À présent que le gouvernement a banni l’exploitation pétrolière et minière en cas de présence d’uranium, le commerce extérieur ne changera que modérément au cours des prochaines années. Près de 90 % des exportations du Groenland sont des produits de la mer, une ressource alimentaire dont la demande chinoise augmente. En 2019, 55 % des exportations allaient vers le Danemark, 21,7 % vers la Chine et 6,13 % vers le Japon, ayant ainsi devancé la Russie. Cela fait dix ans que le gouvernement groenlandais fait la promotion d’une coopération avec les pays asiatiques, dans le secteur du tourisme, des énergies renouvelables, et des produits alimentaires, eau potable issue des glaciers incluse. Taïwan et la Corée du Sud en particulier sont dans la ligne de mire.

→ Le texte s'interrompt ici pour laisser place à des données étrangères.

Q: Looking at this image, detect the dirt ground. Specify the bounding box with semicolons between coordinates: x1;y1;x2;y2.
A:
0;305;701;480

Face à cet intérêt envers les puissances prêtes à réaliser les aspirations de développement, l’ancien protecteur américain accumule du retard. L’aide de 10 millions de dollars offerte en septembre dernier, ajoutée à celle 12,1 millions de 2020, a été bien accueillie, mais elle ne saurait être prise au sérieux dans les affaires arctiques actuelles, à commencer par celles internes au Groenland. L’extension de la diplomatie groenlandaise en Asie montre à nouveau que le temps ne joue pas en la faveur de Washington, bien au contraire.